For (i), let $I(t)=\int_0^{\infty}\frac{\ln(1+tx^2)}{1+b^2x^2}dx\quad$. Then,

$$I'(t)=\int_0^{\infty}\frac{x^2}{(1+b^2x^2)(1+tx^2)}dx =\frac{\frac\pi2}{\sqrt t(b^2-t)} -\frac{\frac\pi2}{b(b^2-t)} $$

Thus

$$I(t)=\frac\pi2 \int_0^t\frac{ds}{\sqrt s(b^2-s)} -\frac\pi2 \int_0^t\frac{ds}{b(b^2-s)} $$ $$=\frac\pi2 \frac1b\ln\frac{b+\sqrt t}{\left|b-\sqrt t\right|}+\frac\pi2 \frac1{b}\ln\frac{\left|b^2-t\right|}{b^2}=\frac\pi{b}\ln\frac{b+\sqrt t}b$$

The original integral is

$$\int_0^{\infty}\frac{\ln(1+a^2x^2)}{1+b^2x^2}dx= I(a^2) =\frac\pi{b}\ln\frac{b+a}b$$

Answer 2

Using Nyssa's comment I tried like that: \begin{align*} I(a) &= \int_0^{\infty}\frac{\ln(1+a^2x^2)}{1+b^2x^2}dx \\ I'(a)&=\frac{d}{da}\int_0^{\infty}\frac{\ln(1+a^2x^2)}{1+b^2x^2}dx\\ &=\int_0^{\infty}\frac{\partial}{\partial a}\left(\frac{\ln(1+a^2x^2)}{1+b^2x^2}\right)dx\\ &=\int_0^{\infty}\frac{2ax^2}{\left(1+x^2b^2\right)\left(1+x^2a^2\right)}dx\\ &=\int_0^{\infty}\left(\frac{2a}{(a^2-b^2)(1+x^2b^2)}-\frac{2a}{(a^2-b^2)(1+x^2a^2)}\right)dx\\ &=\frac{2a}{a^2-b^2}\frac{1}{b}\arctan(bx)\bigg|_0^\infty -\frac{2a}{a^2-b^2}\frac{1}{a}\arctan(ax)\bigg|_0^\infty\\ &=\frac{\pi}{a^2-b^2}\left(\frac{a}{b}-1\right)=\frac{\pi}{(a-b)(a+b)}\frac{a-b}{b}=\frac{\pi}{b(a+b)} \end{align*} Now we integrate back: \begin{align*} I(a)&=\frac{\pi}b\int\frac{1}{a+b}da\\ &=\frac{\pi}b\ln(a+b)+C\\ I(0)=0\implies C=-\frac{\pi}{b}\ln b \implies I(a)=\frac{\pi}{b}\ln\left(\frac{a+b}{b}\right) \end{align*} For $(2)$ I personally now think to choose parameter such a way that it remove $\ln,\sin^{-1}\cdots$ stuff. Please correct me If I am wrong. I put my answer as community so that anyone can edited it.

Answer 3

As others have noted, (i) is best done by differentiating with respect to $a$; you just need to write $\frac{x^2}{(1+a^2x^2)(1+b^2x^2)}$ as a linear combination of $\frac{1}{1+c^2x^2}$ with $c\in\{a,\,b\}$, use $\int_0^\infty\frac{dx}{1+c^2x^2}=\frac{\pi}{2c}$, and integrate $I^\prime$ using $I(0)=0$.

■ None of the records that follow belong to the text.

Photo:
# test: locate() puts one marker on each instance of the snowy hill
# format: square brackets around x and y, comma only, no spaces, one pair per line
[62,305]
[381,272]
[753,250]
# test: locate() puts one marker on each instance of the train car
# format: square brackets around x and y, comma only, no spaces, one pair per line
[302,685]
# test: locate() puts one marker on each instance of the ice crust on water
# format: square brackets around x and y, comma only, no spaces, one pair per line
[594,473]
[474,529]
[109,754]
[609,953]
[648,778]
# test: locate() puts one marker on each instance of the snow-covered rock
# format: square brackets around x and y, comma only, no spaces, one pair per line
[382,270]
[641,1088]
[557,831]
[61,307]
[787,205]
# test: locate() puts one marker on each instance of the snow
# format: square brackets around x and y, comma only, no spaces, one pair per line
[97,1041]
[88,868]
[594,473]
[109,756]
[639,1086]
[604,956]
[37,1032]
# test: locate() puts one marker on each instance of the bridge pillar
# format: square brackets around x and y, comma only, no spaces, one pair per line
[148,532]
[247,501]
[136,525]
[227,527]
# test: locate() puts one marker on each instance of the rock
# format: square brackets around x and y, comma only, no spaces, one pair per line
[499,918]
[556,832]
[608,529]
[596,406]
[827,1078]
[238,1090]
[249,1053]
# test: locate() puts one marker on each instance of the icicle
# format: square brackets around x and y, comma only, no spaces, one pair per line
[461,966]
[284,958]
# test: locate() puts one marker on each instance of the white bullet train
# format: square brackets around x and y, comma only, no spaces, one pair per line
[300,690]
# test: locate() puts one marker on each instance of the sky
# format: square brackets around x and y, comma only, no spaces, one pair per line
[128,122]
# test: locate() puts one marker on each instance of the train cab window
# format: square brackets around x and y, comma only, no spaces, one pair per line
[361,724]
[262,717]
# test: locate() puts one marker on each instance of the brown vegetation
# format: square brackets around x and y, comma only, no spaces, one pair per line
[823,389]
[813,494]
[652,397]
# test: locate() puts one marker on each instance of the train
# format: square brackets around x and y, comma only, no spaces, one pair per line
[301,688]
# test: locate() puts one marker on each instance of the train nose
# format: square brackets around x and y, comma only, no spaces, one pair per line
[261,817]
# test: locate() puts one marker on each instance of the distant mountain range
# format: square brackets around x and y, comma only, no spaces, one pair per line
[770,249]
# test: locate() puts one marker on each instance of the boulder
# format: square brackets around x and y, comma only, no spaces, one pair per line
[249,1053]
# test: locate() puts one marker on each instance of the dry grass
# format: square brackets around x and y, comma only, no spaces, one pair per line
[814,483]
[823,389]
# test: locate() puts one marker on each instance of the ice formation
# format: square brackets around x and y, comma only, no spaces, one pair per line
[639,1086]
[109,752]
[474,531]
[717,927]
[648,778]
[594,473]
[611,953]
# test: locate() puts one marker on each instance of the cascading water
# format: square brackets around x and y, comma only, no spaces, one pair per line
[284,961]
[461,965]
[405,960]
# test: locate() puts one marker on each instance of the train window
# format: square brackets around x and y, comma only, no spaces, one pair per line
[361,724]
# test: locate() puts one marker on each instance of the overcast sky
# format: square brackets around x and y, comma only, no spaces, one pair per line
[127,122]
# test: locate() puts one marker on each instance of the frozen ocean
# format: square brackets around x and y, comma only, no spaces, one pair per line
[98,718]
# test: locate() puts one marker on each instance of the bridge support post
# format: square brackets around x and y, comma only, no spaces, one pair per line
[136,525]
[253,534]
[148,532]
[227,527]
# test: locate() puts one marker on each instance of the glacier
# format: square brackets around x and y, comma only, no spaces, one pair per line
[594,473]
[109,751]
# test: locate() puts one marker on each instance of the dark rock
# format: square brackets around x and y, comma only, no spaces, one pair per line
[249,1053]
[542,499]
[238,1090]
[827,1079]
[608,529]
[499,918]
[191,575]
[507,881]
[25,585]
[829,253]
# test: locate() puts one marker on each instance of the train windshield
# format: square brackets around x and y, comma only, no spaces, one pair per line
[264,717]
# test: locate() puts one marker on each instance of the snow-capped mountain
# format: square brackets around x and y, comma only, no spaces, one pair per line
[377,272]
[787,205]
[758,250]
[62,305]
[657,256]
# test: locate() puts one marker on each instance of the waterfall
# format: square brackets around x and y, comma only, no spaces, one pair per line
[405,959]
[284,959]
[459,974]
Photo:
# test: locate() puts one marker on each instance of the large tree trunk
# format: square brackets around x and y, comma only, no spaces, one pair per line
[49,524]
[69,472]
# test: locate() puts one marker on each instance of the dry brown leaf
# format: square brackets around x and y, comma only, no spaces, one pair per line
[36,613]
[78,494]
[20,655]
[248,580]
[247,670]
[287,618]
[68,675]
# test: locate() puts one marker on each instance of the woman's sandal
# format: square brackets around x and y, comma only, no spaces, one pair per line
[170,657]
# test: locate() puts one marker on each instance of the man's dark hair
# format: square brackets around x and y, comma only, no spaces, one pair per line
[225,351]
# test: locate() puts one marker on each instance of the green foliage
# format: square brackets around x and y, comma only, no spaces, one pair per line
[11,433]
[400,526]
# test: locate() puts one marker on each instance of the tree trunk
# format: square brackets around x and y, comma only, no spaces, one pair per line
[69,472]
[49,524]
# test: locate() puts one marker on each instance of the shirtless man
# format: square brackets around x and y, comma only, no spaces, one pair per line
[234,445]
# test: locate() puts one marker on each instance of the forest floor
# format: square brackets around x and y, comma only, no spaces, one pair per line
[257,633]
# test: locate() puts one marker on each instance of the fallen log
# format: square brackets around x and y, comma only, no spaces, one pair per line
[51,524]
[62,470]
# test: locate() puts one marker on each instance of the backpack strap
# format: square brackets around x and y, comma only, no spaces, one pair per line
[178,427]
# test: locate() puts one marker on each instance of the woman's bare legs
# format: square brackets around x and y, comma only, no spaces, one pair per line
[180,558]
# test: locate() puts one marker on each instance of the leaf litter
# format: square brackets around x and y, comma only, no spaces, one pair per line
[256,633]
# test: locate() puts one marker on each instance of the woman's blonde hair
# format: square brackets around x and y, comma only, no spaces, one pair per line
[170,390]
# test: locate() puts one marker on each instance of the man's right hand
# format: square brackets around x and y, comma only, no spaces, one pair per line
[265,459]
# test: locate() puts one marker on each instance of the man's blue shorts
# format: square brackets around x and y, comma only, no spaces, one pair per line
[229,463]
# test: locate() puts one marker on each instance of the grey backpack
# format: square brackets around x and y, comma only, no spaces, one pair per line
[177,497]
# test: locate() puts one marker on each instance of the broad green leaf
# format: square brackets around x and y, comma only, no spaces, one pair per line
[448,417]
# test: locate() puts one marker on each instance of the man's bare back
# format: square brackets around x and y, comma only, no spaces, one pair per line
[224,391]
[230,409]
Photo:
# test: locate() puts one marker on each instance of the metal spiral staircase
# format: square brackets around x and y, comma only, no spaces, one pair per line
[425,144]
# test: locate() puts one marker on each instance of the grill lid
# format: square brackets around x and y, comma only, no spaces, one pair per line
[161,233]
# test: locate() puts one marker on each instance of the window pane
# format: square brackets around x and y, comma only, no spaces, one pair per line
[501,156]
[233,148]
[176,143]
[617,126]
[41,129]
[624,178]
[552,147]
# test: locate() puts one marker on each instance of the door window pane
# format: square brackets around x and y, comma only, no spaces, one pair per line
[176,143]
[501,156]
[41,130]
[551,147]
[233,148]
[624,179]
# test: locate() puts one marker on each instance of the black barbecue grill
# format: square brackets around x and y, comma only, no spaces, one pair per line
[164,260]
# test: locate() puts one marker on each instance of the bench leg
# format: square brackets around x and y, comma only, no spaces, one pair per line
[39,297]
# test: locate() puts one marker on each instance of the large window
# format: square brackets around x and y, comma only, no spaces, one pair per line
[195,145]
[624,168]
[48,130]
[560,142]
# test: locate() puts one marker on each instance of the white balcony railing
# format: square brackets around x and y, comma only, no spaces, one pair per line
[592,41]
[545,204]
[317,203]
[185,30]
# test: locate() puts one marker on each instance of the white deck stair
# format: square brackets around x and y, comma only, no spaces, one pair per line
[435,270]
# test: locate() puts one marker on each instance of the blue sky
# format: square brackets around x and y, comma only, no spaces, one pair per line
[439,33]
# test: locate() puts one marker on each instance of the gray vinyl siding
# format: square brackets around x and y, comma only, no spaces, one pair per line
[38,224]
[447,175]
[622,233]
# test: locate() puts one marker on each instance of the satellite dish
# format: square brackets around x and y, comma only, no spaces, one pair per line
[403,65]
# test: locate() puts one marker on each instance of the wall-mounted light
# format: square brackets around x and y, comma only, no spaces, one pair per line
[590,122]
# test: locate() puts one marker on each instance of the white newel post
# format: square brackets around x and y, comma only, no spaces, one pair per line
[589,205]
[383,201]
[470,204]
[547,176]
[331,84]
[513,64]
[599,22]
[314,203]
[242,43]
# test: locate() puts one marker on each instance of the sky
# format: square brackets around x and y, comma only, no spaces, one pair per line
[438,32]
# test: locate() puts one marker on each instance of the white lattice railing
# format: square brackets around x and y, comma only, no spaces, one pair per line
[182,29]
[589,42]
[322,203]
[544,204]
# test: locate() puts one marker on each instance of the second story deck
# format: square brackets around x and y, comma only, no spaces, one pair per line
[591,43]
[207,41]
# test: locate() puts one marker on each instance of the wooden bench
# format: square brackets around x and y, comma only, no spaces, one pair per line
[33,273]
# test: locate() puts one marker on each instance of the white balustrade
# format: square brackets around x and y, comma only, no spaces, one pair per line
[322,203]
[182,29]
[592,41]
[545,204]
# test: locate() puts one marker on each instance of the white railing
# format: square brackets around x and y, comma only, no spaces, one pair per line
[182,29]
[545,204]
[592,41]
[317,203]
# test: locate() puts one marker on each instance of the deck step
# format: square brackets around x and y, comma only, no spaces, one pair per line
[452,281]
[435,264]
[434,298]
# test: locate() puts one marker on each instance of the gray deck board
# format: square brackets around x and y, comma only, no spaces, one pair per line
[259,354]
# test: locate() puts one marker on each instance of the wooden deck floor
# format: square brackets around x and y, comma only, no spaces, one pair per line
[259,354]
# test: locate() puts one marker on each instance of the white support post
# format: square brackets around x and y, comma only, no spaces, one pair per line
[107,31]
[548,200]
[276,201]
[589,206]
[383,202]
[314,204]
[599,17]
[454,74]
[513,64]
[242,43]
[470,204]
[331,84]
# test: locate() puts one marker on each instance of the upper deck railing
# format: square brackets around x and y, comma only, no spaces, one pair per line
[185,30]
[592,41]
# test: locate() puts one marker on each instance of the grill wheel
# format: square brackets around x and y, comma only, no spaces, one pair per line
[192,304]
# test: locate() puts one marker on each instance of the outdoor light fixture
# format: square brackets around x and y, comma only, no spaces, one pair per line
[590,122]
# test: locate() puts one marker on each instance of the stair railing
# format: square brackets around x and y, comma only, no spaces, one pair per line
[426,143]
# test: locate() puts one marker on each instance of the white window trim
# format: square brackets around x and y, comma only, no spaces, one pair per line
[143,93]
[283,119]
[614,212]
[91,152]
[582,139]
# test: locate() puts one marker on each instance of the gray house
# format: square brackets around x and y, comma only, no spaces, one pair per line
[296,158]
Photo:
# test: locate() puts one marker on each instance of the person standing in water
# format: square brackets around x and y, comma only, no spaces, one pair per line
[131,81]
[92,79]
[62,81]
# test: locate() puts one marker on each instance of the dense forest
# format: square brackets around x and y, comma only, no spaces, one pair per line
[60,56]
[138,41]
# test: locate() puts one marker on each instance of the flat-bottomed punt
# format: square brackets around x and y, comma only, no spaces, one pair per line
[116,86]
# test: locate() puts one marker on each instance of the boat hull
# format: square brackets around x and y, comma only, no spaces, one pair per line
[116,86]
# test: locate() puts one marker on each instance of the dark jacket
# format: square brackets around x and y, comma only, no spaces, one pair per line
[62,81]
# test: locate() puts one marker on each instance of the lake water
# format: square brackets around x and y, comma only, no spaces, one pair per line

For (ii), differentiate with respect to $k:=\cos\alpha$, so you'll need to evaluate $\int_0^{\pi/2}\frac{dx}{1+k\cos x}$ with $t:=\tan\frac{x}{2}$. For $\alpha\in[0,\,\pi)$, you should find$$\int_0^{\pi/2}\frac{dx}{1+k\cos x}=\frac{\alpha}{\sin\alpha}\implies\int_0^{\pi/2}\frac{\ln(1+k\cos x)dx}{\cos x}=\int_{\pi/2}^\alpha\frac{\alpha^\prime}{\sin\alpha^\prime}\frac{dk^\prime}{d\alpha^\prime}d\alpha^\prime=\frac{\pi^2-4\alpha^2}{8}.$$

Answer 4

For (ii),

$$I(\alpha)=\int_0^{\frac{\pi}{2}}\frac{\ln(1+\cos\alpha\cos x)}{\cos x}dx$$

Use the standard substitution $\cos x =\frac{1-t^2}{1+t^2}$ and $dx =\frac{2dt}{1+t^2}$ to evaluate its derivative,

$$I'(\alpha) = \int_0^{\frac{\pi}{2}}\frac{-\sin\alpha \>dx}{1+\cos\alpha\cos x} = \int_0^1\frac{-2\sin\alpha\> dt}{(1-\cos\alpha)t^2+(1+\cos\alpha)}$$

$$= -2\int_0^1 \frac{d(t\tan\frac{\alpha}2)}{(t\tan\frac{\alpha}2)^2+1} =-2\tan^{-1}\left(t\tan\frac{\alpha}2\right)_0^1=-\alpha$$

where $\tan^2\frac{\alpha}2 = \frac{1-\cos\alpha}{1+\cos\alpha}$ and $\tan\frac{\alpha}2 = \frac{\sin\alpha}{1+\cos\alpha}$ are used. Thus, with $I(\pi/2) = 0 $,

$$I(\alpha) = \int_{\pi/2}^{\alpha}I'(s)ds = \int_{\pi/2}^{\alpha}(-s)ds = \frac12\left(\frac{\pi^2}4-\alpha^2 \right)$$